Als Ende 2019 erstmals über ein neuartiges Virus in der chinesischen Hafenstadt Wuhan berichtet wurde, war noch wenig über den Erreger bekannt. In der wissenschaftlichen Gemeinschaft wurde mit Hochdruck an Sars-CoV-2 geforscht, Geld stand in großem Umfang zur Verfügung. So gab es nicht nur bei der Coronaforschung einen Schub, auch bei anderen Gebieten der Medizin wuchs das Wissen in der Pandemie.
Lungenvernarbungen stoppen und heilen
Manche chronische Erkrankungen führen zu einer immer weiter fortschreitenden Vernarbung der Lunge und in der Folge oft zum Tod. Sie treten aber selten auf und lassen sich daher schwer studieren. Das Coronavirus hat bei vielen Erkrankten die Lunge angegriffen. Bei schweren Verläufen traten bei Patienten auch Vernarbungen der Lunge auf.
Die Vernarbungen werden von sogenannte Makrophagen (Fresszellen) verursacht, die eigentlich eine wichtige Aufgabe übernehmen: Sie entsorgen die Überreste infizierter Zellen und sondern Entzündungsstoffe ab, eine wichtige Vorbereitung der Heilung. "Auch zu viel von einer guten Sache kann wieder schlecht sein. Was wir sehen: Es hört gar nicht auf", sagt der Immunologe Leif-Erik Sander.
Forscher haben daraus Ideen abgeleitet, wie man Fresszellen daran hindern könnte, in die Lungen zu gelangen. Die Fresszellen folgen bei ihrer Invasion bestimmten Lockstoffen. Lockstoffen, die sich mit einem bereits zugelassenen HIV-Medikament blockieren lassen. Dazu läuft nun eine klinische Studie. Es besteht sogar die Hoffnung, dass bereits bestehende Lungenvernarbungen wieder heilen können, etwa bei idiopathischer Lungenfibrose oder der Staublunge.
Durchbruch bei mRNA-Impfstoffen
Die Coronapandemie hat den mRNA-Impfstoffen zum Durchbruch verholfen. Sie gab es bereits zuvor, doch mit der massenhaften Impfung der Bevölkerung bestand die Technologie den Praxistest. Die Forschungen zu mRNA-Vakzinen sind nicht auf Infektionskrankheiten beschränkt. Es besteht die Hoffnung auf individualisierte Therapien etwa gegen Krebs, Demenz oder Diabetes.
Aerosole: Neue Erkenntnisse zur Übertragung von Infektionskrankheiten
Wie hat sich das Coronavirus verbreitet? Anfangs gingen Forschende davon aus, dass der Erreger mittels Tröpfcheninfektion verbreitet wird.
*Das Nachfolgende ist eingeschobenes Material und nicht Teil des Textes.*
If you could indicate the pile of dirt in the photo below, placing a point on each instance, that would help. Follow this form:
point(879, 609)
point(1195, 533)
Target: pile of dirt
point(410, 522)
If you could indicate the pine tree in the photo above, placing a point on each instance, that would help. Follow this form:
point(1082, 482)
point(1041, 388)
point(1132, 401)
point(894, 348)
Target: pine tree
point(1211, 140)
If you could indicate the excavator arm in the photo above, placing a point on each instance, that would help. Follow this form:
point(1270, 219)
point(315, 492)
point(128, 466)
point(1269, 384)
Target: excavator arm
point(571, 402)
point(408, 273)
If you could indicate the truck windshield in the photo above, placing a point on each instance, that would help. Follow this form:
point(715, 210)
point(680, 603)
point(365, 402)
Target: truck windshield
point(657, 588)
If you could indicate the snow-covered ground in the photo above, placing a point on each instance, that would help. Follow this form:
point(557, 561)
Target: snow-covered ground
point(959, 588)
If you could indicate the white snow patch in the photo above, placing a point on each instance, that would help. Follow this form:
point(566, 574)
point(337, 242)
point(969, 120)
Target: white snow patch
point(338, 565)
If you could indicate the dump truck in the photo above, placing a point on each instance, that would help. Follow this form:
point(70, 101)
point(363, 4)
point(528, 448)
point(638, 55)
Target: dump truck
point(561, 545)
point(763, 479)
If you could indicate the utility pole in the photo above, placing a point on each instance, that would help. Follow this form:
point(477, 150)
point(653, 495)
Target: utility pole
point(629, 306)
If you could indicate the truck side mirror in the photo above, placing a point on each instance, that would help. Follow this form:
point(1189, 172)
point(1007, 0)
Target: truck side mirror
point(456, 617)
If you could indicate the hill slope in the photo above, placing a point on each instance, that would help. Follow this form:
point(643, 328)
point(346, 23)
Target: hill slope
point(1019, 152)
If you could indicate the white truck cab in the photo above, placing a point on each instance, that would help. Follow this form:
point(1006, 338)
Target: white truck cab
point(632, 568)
Später wurde deutlich, dass Aerosole eine wichtige Rolle spielen.
Aerosole sind sehr kleine Tröpfchen. Sie sind länger in der Luft und können über größere Distanzen übertragen werden. Viele Erkenntnisse sind wahrscheinlich auch wichtig für andere Atemwegserkrankungen wie Grippe, MERS oder Rhinoviren sowie für Schutzmaßnahmen gegen eine Ansteckung mit diesen.
Therapieansätze zu postinfektiösen Erkrankungen
Nach einer überstandenen Infektion wie Eppstain-Barr, Grippe oder Hepatitis können anschließend weiterhin Krankheitszustände auftreten. Das können Atemnot, verlangsamtes Denken (Brainfog) oder Belastungsintoleranz sein, auch das chronische Erschöpfungssyndrom ME/CFS kann dazugehören.
In der Coronapandemie wurden solche postinfektiöse Erkrankungen bei vielen Patienten beobachtet: Long Covid wird verstärkt untersucht. Zuvor wurde bei vielen dieser Erkrankungen von psychosomatischen Ursachen ausgegangen, durch Corona wurde die Rolle von Erregern bei nicht übertragbaren Krankheiten deutlich. Nun wird verstärkt der Zusammenhang von vorherigen Infektionen und deren Langzeitfolgen untersucht. Außerdem gibt es klinische Studien zu möglichen Therapien.
Impulse für die Virenforschung
Während der Coronapandemie wurden immer wieder neue Varianten des Erregers Sars-CoV-2 entdeckt. Wie es zur Veränderung von Viren kommt, war schwer nachvollziehbar. Zwar wurde das Virus zuvor meist in großen Mengen von identischen Kopien gezüchtet, nicht jedoch wie in der Natur als Populationen, in denen Mutanten bereits vorhanden sind.
Diese Viruswolken sollen nun nachgestellt werden, um mehr Virusvarianten untersuchen zu können. Damit könnten Forschende relevante mutierte Varianten herausfinden, die als Zoonose vom Tier auf andere Säugetiere und den Menschen überspringen könnten.